Cold homes are the most damaging

New data presented in this report demonstrates how a range of building deficiencies affects homes – and health – in Europe. The most damaging deficiency from a health perspective is having a home that is too cold in winter, which, if you live in a single-family home, means you are twice as likely to report poor health.

Single-family homes are key to addressing health

It is interesting to note that in all cases, single-family homes (SFHs) with deficiencies are more likely to have a negative impact on health than multi-family homes (MFHs). SFHs tend to have more exterior elements per dwelling (roof, windows, walls), where specific deficiencies are often to be found. At the same time, SFHs are more likely to be owned (as opposed to rented) than MFHs, and this affects decision-making when it comes to renovation.

“It’s the housing, stupid”

This year’s research demonstrates that when it comes to deficient housing, it’s the homes themselves that cause illness, and not your economic situation.

Housing deficiencies have the same negative impact on residents’ health regardless of available income. If you are in the top 25% in terms of available income and have a leaking roof, for example, you are just as likely to report poor health as if you are in the bottom 25%.

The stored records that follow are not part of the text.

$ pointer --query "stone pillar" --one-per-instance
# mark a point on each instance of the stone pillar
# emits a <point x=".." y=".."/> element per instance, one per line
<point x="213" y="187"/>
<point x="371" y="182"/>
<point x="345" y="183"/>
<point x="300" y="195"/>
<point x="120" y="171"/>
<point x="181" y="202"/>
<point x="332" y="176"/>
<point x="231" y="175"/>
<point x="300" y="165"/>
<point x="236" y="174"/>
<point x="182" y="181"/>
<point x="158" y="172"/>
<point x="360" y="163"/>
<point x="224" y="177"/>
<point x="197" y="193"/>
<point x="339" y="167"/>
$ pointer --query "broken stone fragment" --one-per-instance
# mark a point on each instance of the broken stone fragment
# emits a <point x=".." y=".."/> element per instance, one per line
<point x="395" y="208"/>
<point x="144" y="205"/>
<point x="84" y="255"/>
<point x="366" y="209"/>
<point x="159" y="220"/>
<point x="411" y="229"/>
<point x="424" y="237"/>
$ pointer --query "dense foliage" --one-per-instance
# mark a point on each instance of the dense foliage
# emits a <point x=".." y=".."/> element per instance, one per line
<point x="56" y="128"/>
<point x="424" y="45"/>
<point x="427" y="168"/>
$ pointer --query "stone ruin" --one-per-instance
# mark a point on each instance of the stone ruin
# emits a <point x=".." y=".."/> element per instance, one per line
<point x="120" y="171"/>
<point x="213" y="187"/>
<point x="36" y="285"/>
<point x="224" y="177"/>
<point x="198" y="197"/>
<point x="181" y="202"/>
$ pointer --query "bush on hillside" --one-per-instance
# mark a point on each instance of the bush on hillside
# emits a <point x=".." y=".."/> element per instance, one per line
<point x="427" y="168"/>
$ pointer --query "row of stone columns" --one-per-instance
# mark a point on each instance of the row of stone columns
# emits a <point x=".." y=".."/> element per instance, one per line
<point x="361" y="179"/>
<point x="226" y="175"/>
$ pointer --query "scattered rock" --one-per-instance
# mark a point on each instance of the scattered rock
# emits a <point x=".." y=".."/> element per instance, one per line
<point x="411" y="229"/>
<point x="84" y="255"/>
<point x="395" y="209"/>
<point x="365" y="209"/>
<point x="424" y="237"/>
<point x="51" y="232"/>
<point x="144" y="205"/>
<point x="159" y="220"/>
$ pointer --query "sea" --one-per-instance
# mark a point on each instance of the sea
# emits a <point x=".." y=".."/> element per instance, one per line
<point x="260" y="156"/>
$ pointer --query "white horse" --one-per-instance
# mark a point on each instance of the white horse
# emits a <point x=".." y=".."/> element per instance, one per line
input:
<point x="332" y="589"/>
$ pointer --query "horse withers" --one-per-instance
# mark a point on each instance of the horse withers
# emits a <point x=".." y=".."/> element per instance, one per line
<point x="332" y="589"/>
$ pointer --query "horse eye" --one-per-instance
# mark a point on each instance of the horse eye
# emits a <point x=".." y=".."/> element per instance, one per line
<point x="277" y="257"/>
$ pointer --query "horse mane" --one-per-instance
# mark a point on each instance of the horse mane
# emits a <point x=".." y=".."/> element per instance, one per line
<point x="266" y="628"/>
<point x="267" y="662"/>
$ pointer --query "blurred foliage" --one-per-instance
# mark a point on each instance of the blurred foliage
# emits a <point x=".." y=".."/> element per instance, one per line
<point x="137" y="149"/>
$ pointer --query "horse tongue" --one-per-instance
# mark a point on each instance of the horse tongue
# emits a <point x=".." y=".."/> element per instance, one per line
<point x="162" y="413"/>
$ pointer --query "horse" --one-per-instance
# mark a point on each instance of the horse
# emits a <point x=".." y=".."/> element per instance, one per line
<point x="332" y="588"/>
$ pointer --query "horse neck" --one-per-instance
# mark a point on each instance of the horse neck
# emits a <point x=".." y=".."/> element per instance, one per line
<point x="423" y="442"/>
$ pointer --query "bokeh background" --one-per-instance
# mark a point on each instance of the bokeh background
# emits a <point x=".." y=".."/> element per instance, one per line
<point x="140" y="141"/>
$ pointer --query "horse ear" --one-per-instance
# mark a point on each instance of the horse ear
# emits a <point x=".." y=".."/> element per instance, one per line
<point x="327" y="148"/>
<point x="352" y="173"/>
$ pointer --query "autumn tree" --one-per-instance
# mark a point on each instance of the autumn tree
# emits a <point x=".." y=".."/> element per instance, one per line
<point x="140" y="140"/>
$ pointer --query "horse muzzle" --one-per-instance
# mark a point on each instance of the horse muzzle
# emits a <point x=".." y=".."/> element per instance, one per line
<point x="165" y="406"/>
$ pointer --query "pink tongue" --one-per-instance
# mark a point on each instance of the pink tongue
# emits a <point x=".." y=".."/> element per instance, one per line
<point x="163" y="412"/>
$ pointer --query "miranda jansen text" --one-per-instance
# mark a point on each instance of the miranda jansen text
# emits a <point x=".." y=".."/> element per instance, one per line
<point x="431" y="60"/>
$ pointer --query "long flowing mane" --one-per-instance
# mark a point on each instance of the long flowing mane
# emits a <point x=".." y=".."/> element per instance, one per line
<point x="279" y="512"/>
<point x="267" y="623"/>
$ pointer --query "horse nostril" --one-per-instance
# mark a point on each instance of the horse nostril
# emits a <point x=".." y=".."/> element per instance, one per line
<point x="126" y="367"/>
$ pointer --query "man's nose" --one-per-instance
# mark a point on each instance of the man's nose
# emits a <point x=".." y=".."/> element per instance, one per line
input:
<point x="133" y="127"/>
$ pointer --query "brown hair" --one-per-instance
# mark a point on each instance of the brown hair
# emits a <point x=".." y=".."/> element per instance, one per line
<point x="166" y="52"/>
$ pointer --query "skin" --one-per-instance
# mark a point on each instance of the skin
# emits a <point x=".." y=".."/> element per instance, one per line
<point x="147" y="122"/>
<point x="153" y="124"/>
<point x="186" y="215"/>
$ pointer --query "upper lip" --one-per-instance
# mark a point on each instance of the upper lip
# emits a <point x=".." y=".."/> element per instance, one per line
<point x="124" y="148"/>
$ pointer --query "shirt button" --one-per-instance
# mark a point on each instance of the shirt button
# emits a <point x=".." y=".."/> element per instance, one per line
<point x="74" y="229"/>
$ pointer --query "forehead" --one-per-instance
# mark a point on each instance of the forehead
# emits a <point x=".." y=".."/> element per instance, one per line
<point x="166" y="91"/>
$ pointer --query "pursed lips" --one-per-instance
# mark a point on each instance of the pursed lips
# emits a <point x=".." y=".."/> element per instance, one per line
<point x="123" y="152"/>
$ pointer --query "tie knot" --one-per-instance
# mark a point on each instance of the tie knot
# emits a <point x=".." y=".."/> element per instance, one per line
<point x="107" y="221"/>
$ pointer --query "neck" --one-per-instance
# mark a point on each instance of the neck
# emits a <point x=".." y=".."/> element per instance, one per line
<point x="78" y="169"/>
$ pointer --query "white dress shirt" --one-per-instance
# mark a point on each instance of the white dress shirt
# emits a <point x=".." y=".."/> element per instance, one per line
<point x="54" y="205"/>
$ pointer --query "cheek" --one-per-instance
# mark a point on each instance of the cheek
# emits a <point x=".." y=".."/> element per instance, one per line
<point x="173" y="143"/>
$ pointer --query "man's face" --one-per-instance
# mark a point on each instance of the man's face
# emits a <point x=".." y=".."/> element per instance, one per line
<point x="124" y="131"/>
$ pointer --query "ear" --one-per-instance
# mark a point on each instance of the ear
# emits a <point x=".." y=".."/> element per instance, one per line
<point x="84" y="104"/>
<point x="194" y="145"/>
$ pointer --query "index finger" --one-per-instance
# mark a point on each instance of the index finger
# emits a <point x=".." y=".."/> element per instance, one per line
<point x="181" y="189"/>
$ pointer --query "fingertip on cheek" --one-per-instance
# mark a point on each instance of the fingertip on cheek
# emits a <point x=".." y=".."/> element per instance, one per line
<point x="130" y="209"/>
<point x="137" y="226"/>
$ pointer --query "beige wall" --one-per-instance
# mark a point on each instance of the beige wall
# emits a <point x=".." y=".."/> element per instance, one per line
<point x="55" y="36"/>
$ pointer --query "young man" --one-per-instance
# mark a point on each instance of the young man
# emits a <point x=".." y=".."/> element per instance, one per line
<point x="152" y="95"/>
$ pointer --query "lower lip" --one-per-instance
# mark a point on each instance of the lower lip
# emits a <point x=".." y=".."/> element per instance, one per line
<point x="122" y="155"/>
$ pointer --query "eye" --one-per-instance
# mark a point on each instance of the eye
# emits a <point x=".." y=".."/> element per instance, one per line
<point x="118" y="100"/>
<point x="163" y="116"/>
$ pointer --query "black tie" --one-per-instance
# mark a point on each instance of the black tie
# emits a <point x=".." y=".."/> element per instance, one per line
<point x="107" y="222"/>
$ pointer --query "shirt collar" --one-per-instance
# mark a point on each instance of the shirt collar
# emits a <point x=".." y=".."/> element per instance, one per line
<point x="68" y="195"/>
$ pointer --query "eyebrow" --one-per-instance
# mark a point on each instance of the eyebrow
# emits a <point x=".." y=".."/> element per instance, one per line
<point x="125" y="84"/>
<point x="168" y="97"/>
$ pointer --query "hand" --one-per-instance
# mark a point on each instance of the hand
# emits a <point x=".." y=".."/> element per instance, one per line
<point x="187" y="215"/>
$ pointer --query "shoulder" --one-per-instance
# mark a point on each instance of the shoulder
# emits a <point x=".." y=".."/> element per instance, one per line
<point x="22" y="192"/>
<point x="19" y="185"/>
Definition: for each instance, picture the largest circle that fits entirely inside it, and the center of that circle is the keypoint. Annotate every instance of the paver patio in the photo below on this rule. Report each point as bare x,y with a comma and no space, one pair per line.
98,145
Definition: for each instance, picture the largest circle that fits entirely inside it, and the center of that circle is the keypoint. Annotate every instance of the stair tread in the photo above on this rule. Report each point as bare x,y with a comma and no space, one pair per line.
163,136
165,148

Old buildings + health impacts = need for renovation

We now know how old our building stock is; we know how damaging different building deficiencies can be to health; and we know that single-family homes are key to making an impact.

This knowledge must be made available so that home and building owners can make informed decisions about renovation, and so that they can capitalise on the economic, environmental and health benefits available. And this knowledge should also help to inform effective policies that incentivise renovation to the benefit of individuals and society.